Assigned to a county-mandated drug court program, Cody Parsons begins a fragile and hard-won journey toward recovery in the shadow of the opioid crisis that continues to ravage rural Ohio. From that premise alone, Union County could have been another familiar tale of addiction and despair, but what unfolds instead is something far more tender, searching, and quietly hopeful; a film that feels less like a case study and more like an act of witness.
In his debut feature, director Adam Meeks returns to the place that shaped him, and that intimacy with his setting pulses through every frame. There is no cinematic gloss here, no sensationalism or moralising; instead, the film moves at the measured rhythm of real life, attuned to the small, incremental victories that define recovery as much as the inevitable setbacks. Meeks’ camera lingers patiently, allowing moments of discomfort, vulnerability, and resilience to breathe, trusting the audience to sit with the complexity of what healing actually looks like.
Anchoring this naturalistic approach are deeply affecting performances from Will Poulter as Cody and Noah Centineo as his enabled adopted brother, both of whom sink fully into their roles with an unshowy commitment that feels earned rather than performed; though Centineo ultimately has less to work with. Their work is further enriched by the presence of real local participants, whose faces and voices carry the weight of lived experience that no actor could convincingly replicate. This blend of professional performers and non-actors creates a rare sense of porousness between fiction and reality, making the film feel less like a dramatization and more like a window opened onto an actual community in flux.
What makes the film especially resonant is its compassionate portrayal of the Ohio drug court system – not as a bureaucratic mechanism, but as a humane, structured support network that treats addiction as a medical and social challenge rather than a personal failing. Courtroom scenes are stripped of drama, yet charged with emotional stakes, revealing how accountability and empathy can co-exist. In a cinematic landscape often dominated by stories of systemic failure, this portrayal feels quietly radical: it suggests that some systems, when built with care and dignity, can genuinely help people rebuild their lives.
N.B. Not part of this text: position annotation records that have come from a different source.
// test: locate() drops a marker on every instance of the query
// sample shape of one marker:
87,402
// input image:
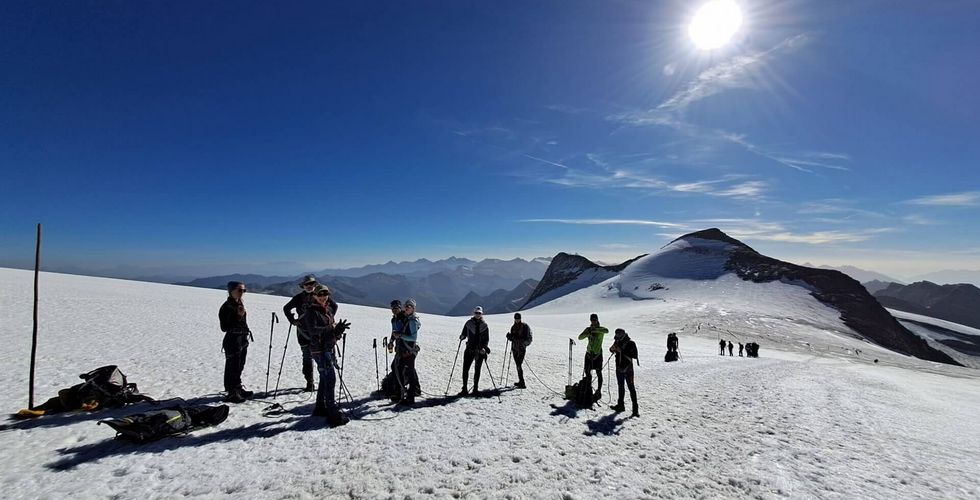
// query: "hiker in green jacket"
593,353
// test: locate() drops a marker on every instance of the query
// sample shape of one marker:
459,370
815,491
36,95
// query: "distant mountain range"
445,286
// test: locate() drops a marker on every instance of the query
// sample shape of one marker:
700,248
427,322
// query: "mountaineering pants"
626,375
328,382
468,358
594,362
304,347
235,346
519,351
407,376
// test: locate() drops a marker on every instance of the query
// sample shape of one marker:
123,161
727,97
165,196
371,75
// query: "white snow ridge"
813,417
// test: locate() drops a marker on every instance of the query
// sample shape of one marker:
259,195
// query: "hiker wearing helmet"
625,350
300,303
323,332
520,338
234,322
477,335
593,352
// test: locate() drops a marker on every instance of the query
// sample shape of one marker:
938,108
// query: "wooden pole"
37,269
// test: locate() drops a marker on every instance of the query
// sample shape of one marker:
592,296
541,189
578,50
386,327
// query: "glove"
341,327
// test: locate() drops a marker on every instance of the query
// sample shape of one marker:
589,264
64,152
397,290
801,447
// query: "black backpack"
584,397
153,425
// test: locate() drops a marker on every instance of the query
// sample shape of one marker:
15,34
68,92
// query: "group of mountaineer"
313,313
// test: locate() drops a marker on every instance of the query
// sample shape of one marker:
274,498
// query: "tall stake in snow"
268,365
37,269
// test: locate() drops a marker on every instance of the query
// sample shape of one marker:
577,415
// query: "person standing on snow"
323,331
477,335
300,302
593,352
234,322
625,350
519,337
406,351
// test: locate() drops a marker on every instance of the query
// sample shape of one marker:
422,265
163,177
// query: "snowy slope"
812,417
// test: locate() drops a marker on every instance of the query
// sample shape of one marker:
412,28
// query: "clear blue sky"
271,137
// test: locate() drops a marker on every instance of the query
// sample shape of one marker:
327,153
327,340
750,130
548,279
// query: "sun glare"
715,23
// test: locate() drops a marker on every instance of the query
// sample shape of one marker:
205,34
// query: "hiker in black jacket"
323,331
625,350
477,335
300,302
519,337
233,320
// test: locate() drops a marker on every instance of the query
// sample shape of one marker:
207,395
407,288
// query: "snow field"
813,417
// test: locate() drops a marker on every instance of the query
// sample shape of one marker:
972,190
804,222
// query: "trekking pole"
268,364
489,372
384,343
343,360
456,358
275,392
377,371
504,360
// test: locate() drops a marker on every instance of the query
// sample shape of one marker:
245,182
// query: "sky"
204,138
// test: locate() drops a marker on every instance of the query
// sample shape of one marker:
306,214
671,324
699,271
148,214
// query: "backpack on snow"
153,425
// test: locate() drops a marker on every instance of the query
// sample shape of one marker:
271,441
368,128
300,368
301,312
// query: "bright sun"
715,23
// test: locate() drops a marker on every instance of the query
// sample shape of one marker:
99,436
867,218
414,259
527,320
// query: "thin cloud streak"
965,199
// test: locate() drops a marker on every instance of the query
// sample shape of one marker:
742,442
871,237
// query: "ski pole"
377,371
343,360
489,372
503,361
454,367
268,364
275,392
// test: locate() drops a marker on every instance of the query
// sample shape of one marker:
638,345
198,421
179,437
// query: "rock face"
858,309
956,303
568,273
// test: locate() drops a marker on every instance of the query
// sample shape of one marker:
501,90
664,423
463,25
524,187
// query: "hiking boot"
337,419
234,396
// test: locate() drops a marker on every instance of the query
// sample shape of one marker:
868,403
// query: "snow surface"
814,416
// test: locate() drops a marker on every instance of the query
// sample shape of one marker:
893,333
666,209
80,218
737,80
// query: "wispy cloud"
738,72
609,222
965,199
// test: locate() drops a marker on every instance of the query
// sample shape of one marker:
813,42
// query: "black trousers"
236,349
409,378
468,358
627,377
519,351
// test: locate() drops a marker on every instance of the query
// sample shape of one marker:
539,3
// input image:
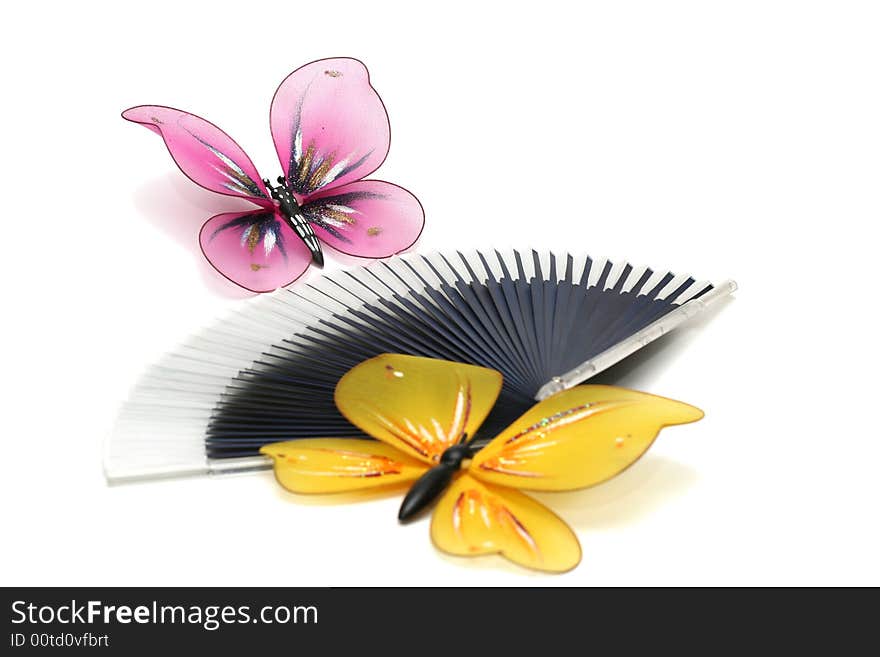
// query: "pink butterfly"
330,130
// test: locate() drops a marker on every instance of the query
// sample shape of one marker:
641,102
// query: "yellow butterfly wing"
474,518
418,405
577,438
337,465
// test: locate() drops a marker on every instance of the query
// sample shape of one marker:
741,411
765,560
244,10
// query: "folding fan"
267,373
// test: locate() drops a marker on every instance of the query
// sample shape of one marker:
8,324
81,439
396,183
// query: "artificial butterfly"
330,130
424,413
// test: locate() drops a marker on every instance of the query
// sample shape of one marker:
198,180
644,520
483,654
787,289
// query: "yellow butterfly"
423,412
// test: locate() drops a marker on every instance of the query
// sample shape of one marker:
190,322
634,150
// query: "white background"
730,139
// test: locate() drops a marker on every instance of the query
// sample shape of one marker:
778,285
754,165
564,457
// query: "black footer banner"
392,621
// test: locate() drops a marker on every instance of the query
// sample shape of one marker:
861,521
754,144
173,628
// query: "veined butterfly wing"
578,438
338,465
329,125
206,154
474,518
367,218
256,250
420,406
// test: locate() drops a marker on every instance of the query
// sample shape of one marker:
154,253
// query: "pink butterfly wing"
367,218
256,250
206,154
329,125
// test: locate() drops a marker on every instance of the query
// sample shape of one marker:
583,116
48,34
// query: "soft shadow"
638,370
178,208
633,494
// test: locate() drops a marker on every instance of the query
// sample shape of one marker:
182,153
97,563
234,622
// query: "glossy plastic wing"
329,125
368,218
337,465
474,518
206,154
256,250
578,438
418,405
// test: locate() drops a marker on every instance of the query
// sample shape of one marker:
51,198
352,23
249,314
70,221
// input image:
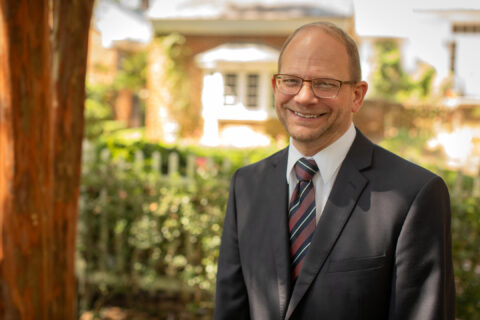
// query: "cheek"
280,100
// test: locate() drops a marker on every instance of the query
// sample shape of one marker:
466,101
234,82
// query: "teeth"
310,116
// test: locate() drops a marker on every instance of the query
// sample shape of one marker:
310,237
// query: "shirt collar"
328,160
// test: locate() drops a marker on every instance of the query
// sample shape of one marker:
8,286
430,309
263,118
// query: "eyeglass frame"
341,83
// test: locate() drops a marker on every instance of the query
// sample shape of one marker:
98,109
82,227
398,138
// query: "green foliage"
465,222
140,230
465,198
185,112
132,73
98,111
391,82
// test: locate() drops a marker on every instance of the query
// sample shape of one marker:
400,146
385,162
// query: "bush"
143,231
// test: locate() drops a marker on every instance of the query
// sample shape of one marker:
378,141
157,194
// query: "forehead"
315,53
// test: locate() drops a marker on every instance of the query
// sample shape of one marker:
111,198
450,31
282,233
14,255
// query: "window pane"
230,90
252,90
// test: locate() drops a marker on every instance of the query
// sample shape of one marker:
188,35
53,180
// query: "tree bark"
41,129
70,41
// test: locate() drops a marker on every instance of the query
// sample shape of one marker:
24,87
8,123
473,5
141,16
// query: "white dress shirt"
328,161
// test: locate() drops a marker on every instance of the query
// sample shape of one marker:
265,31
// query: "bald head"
335,32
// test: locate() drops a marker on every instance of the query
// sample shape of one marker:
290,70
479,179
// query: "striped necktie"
301,216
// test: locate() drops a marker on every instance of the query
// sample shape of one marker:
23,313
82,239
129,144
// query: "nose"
306,95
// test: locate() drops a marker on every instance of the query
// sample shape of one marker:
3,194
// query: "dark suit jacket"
381,250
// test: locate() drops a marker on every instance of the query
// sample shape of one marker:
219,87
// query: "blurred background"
179,96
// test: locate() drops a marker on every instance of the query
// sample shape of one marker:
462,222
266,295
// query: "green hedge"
142,231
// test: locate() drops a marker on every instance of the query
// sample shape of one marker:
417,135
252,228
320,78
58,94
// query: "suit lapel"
277,201
340,204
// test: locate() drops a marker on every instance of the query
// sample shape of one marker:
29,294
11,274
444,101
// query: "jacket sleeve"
423,284
231,300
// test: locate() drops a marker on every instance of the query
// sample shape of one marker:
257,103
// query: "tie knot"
305,169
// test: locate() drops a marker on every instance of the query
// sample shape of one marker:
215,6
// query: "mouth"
307,115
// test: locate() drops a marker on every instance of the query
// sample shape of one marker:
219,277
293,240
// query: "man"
351,231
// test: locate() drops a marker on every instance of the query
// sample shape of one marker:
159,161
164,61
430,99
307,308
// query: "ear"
358,94
273,85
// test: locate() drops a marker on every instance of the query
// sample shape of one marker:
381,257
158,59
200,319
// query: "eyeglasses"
321,87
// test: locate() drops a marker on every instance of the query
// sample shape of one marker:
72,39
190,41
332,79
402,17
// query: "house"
442,34
116,33
234,46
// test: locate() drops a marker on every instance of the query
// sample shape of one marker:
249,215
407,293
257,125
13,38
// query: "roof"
248,9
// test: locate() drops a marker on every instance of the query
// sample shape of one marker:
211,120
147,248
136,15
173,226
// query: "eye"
291,82
324,84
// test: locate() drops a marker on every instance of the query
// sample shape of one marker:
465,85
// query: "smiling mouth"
307,116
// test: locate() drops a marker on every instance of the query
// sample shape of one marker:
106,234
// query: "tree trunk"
41,127
70,43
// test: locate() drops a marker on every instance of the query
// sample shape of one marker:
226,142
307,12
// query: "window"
452,46
252,90
230,90
466,28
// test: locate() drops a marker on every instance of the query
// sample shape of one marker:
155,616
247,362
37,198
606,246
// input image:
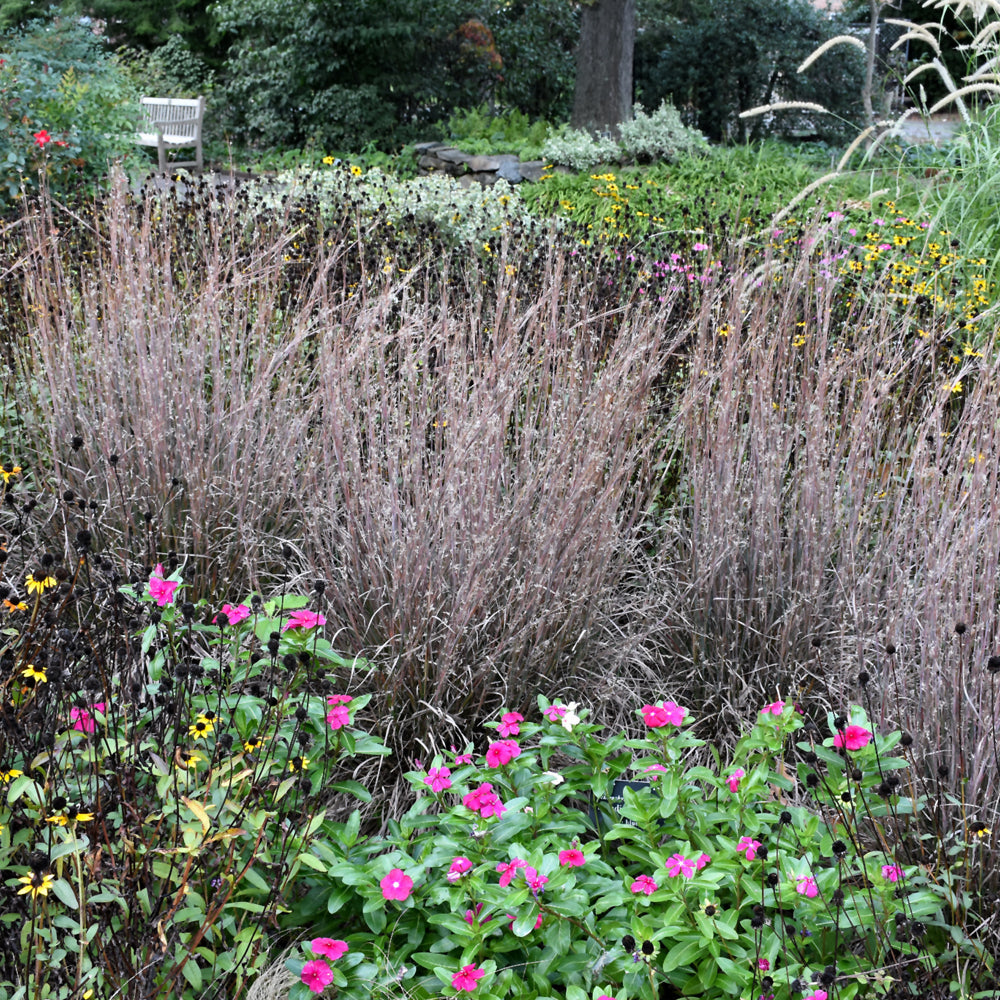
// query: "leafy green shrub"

Ultimately, Union County is less concerned with grand statements than with everyday truths – the courage it takes to stay sober one more day, the fragile trust between judge and participant, and the stubborn persistence of hope in a place too often written off. By the film’s closing dedication to the real recovery court participants, it’s clear that this is not merely a story set in a community, but one made with and for it.
Meeks’ film stands as a moving, deeply humane portrait of recovery that lingers long after the final frame.